Vina mengangguk pelan, tampak sedikit lega meski masih ada ketegangan di udara. "Gue ngerti kok, Jok. Tapi gue juga pengen kita bisa lebih... terhubung. Gimana kalau kita coba lebih sering ngobrol, bukan cuma soal tugas atau teori? Gue ingin lo tahu apa yang gue rasain juga."
Joko mengangguk, mencoba mencerna kata-kata Vina. Meskipun rasa cemas masih ada, dia tahu bahwa ini adalah kesempatan untuk memperbaiki dirinya dalam hubungan mereka. "Oke, gue janji. Gue bakal lebih perhatian, nggak cuma soal tugas filsafat atau... teori-teori bodoh itu."
Vina tersenyum, meski senyum itu sedikit terbalut rasa lega dan sedikit kebingungannya. "Gue nggak bilang tugas atau teori itu bodoh, Jok. Cuma, kita perlu waktu buat hal-hal yang lebih... pribadi."
Joko tersenyum lebar, merasa lega setelah percakapan itu. "Iya, gue ngerti. Kita bakal coba lebih sering ngobrol, kok."
Namun, saat mereka selesai berbicara dan bersiap untuk meninggalkan kafe, Joko menyadari sesuatu yang lebih besar. Ini bukan hanya soal seberapa sering mereka berbicara atau seberapa banyak perhatian yang dia berikan. Ini tentang usaha untuk saling memahami dan mendengarkan—tentang menghargai perbedaan dan menyelaraskan diri mereka dalam hubungan yang lebih sehat.
Beberapa hari setelah percakapan itu, Joko mulai berusaha untuk lebih membuka diri kepada Vina. Dia mulai mengajak Vina ngobrol tentang hal-hal pribadi yang lebih ringan, bukan hanya teori filsafat atau eksperimen fisika. Mereka mulai mendalami apa yang mereka sukai di luar bidang masing-masing, mencari keseimbangan antara dunia akademis dan kehidupan pribadi mereka.

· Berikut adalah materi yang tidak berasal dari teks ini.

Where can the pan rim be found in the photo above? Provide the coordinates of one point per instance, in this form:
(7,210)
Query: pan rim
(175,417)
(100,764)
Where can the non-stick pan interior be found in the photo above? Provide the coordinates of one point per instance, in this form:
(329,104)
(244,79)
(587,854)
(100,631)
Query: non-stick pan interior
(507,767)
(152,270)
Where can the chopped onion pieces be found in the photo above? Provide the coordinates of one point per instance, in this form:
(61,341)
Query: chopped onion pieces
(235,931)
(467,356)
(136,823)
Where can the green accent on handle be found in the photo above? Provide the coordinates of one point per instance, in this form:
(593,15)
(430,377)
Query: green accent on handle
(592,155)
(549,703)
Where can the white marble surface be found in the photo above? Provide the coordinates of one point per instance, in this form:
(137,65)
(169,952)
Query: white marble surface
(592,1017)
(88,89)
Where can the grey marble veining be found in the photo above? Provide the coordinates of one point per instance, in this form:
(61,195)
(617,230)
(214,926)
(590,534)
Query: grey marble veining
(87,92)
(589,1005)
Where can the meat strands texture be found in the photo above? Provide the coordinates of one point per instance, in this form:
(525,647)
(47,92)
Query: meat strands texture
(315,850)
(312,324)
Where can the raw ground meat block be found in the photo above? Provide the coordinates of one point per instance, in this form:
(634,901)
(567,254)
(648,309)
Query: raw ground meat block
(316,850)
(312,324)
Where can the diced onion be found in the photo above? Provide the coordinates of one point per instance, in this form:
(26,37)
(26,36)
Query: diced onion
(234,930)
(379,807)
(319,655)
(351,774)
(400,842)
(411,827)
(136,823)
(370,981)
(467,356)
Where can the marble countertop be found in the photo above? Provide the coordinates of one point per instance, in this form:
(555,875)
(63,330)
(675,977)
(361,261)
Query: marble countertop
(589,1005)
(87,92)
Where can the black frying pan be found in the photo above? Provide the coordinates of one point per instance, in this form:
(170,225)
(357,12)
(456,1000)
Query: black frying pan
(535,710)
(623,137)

Pada suatu malam, setelah kelas berakhir, mereka berjalan bersama menuju parkiran kampus. Malam itu terasa lebih tenang, dan suasana hati mereka lebih santai daripada sebelumnya. Vina berbicara dengan ceria tentang eksperimen fisika yang baru saja ia lakukan, sementara Joko mendengarkan dengan penuh perhatian, tidak seperti sebelumnya yang sering kali lebih banyak berpikir tentang filsafat.
"Jadi, eksperimen lo sukses?" tanya Joko, mencoba menunjukkan ketertarikan.
Vina mengangguk, wajahnya bersinar dengan kegembiraan. "Iya, akhirnya! Gue bisa nemuin hasil yang bener, Jok. Ini kayak... yang paling bikin gue puas sejauh ini."
Joko tersenyum, merasa sedikit lebih dekat dengan Vina. "Gue senang buat lo, Vin. Itu keren banget."
Mereka berjalan lebih jauh, saling berbagi cerita dan tawa ringan. Meski masih ada banyak yang harus mereka pelajari tentang satu sama lain, mereka mulai merasa lebih nyaman, lebih percaya, dan lebih terhubung daripada sebelumnya.